## Person Re-Identification Task
#### Name: Sanjeev Khannan

For this person re-identification task, I grouped detection IDs into exactly 5 clusters, each representing a unique individual. To achieve this, I first normalized and reduce the dimensionality of the feature vectors from the detections. This preprocessing step helps to improve performance of the clustering by simplifying the data and ensures consistent feature scales. Next, I’ll use a Gaussian Mixture Model (GMM) for the initial clustering, as it’s effective at capturing complex patterns and overlapping clusters. And to evaluate the predicted clusters I wrote a custom evaluation technique to verify our predictions with true labels.

In [1]:
import json
import numpy as np
from sklearn.preprocessing import StandardScaler
from sklearn.decomposition import PCA
from sklearn.mixture import GaussianMixture


In [2]:
# Load the detection data from the JSON file
with open('final_detections.json', 'r') as f:
    detections = json.load(f)
    

In [3]:
# Extract features and detection IDs
features = []
detection_ids = []

for det in detections:
    features.append(det['feature'])
    detection_ids.append(det['detection_id'])
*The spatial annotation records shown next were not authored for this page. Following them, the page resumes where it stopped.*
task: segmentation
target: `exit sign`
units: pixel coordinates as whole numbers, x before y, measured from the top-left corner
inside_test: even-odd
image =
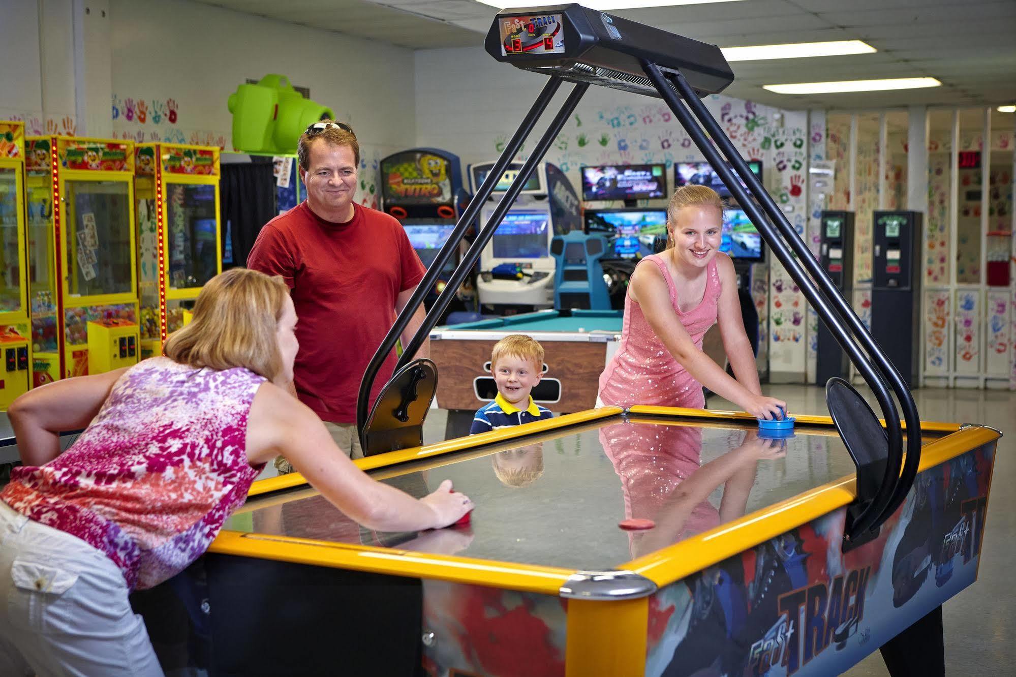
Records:
[[[959,153],[960,169],[980,169],[980,152],[977,150],[961,150]]]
features = np.array(features)
features


array([[-0.01484233, -0.05363799, -0.05816172, ..., -0.00557502,
        -0.03075798, -0.00266532],
       [-0.03776949, -0.02715539, -0.03124019, ..., -0.02639771,
        -0.02372385, -0.01186128],
       [-0.01462968, -0.02831179, -0.0522408 , ..., -0.00551042,
        -0.04961643, -0.00492361],
       ...,
       [ 0.01070334,  0.00016948, -0.047523  , ..., -0.03672916,
        -0.04369174, -0.00983843],
       [ 0.01693735,  0.0021647 , -0.05257468, ..., -0.04102672,
        -0.04835961, -0.01173849],
       [ 0.01585637, -0.00551623, -0.05567126, ..., -0.03639167,
        -0.04980672, -0.00640311]])

In [4]:
# Step 3: Normalize the features
scaler = StandardScaler()
features = scaler.fit_transform(features)
features


array([[ 0.57868783, -0.57985488, -1.52276282, ...,  0.90700305,
        -0.65727432, -0.00303677],
       [-0.29531476,  0.84781311, -0.11710985, ..., -0.06168926,
        -0.32965385, -0.36456722],
       [ 0.58679419,  0.78547182, -1.21361385, ...,  0.91000819,
        -1.53562211, -0.09181942],
       ...,
       [ 1.55250989,  2.32088789, -0.9672839 , ..., -0.54231892,
        -1.25967481, -0.2850407 ],
       [ 1.79015538,  2.4284497 , -1.23104705, ..., -0.74224566,
        -1.4770847 , -0.35973994],
       [ 1.7489475 ,  2.01437325, -1.39272829, ..., -0.52661842,
        -1.54448492, -0.14998462]])

In [5]:
# Dimensionality Reduction with PCA
pca = PCA(n_components=256)  # Reduce to 256 dimensions for better clustering performance
features = pca.fit_transform(features)
features.shape


(11000, 256)

In [6]:
# Perform clustering with Gaussian Mixture Models
# Since we have data of 5 persons, setting num_clusters to 5
num_clusters = 5
gmm = GaussianMixture(n_components=num_clusters, random_state=0)
labels = gmm.fit_predict(features)
labels


array([1, 3, 1, ..., 3, 3, 3])

In [7]:
# Post-processing to ensure exactly 5 clusters
# Map cluster labels to detection IDs
clusters = {i: [] for i in range(num_clusters)}
for i, label in enumerate(labels):
    clusters[label].append(detection_ids[i])


In [8]:
# Prepare output in the format required
prediction = list(clusters.values())

# Step 7: Save the prediction results to a JSON file
with open('prediction.json', 'w') as f:
    json.dump(prediction, f, indent=4)


## Inspection of labels.json

In [9]:
# Load the sample data (assuming you have loaded it already)
with open('labels.json') as f:
    true_labels = json.load(f)

In [10]:
[len(sub_l) for sub_l in true_labels]

[113, 90, 113, 112, 132]

### In the detections data, there are 11000 detections and the task is to group all the similar person's detections, but in the labels.json file there were only 560 detections totally. I assume you gave a partial data for evaluation.

In [11]:
print(true_labels[1])

[567, 447, 567, 2260, 2503, 2508, 2743, 2748, 2979, 2984, 3184, 3188, 3376, 3607, 4924, 5135, 5141, 5301, 5306, 5461, 5465, 5636, 5642, 7749, 8192, 8335, 332, 677, 792, 1210, 1816, 2036, 2038, 2263, 2268, 2500, 3372, 3612, 3867, 3871, 4116, 4711, 4930, 5839, 6004, 6541, 7626, 7850, 7943, 8055, 8056, 795, 912, 915, 1050, 1818, 1598, 1396, 1390, 2043, 4108, 6160, 6332, 8495, 8497, 8653, 1054, 1605, 8194, 1214, 1823, 8337, 7484, 8781, 8923, 8650, 9066, 8778, 5138, 6865, 6534, 2975, 6534, 2740, 2740, 6325, 5833, 5833, 8919, 8919]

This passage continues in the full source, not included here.